The Home Office confirmed last month that ‘buffer zones’, providing staff and patients with safe access to abortion clinics, will come into force on Thursday, October 31. The Finsbury Park branch of the British Pregnancy Advisory Service (BPAS), an NHS-funded charity, said it had experienced groups of up to 30 people, with some dressed as monks, protesting outside the clinic intimidating staff and patients as well as anti-abortion leaflets being handed out. Clinic manager Vikki Webb said: “All of the staff at BPAS Finsbury Park are very relieved that from the October 31 we will no longer have to live with the constant threat of protesters appearing at our clinic door to intimidate and upset our patients and staff.
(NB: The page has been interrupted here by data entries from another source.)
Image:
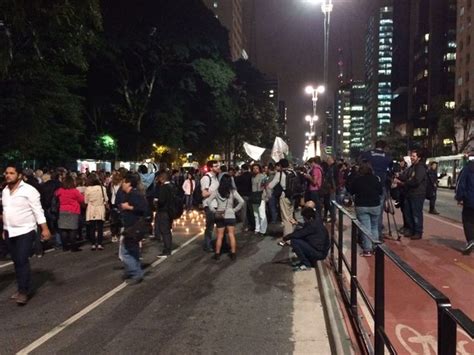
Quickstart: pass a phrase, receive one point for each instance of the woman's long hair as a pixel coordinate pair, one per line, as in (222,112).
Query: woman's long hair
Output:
(225,186)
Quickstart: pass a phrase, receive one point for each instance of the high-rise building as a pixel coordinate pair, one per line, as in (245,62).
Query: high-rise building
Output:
(229,13)
(432,67)
(464,90)
(378,65)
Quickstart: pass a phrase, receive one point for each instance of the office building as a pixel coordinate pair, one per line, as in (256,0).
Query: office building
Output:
(229,13)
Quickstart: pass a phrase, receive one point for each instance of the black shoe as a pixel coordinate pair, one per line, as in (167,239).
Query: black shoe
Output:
(469,247)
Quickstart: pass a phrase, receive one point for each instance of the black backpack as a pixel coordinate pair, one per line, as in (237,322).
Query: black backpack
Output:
(176,208)
(294,188)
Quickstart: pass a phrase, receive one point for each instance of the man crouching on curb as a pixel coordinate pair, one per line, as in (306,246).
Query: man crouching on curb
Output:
(311,242)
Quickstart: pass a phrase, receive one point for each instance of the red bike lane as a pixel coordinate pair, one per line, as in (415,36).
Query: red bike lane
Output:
(410,314)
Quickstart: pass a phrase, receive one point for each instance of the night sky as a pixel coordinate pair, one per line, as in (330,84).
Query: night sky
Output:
(290,47)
“It simply isn’t fair that women and staff fear coming to the clinic because they may be handed a leaflet by a woman following them up the path with a baby in a pushchair, or encounter 30 people stood outside the clinic, some dressed as monks, watching them access private medical care – both of which have happened in recent years at our clinic.” Speaking in her latest newsletter on the law’s introduction, Hornsey and Friern Barnet MP Catherine West described the enforcement as long overdue. She said: “No woman should ever face intimidation for accessing abortion services, yet despite parliament voting for ‘buffer zones’ almost two years ago, with my full support, the Tories failed to bring them into law.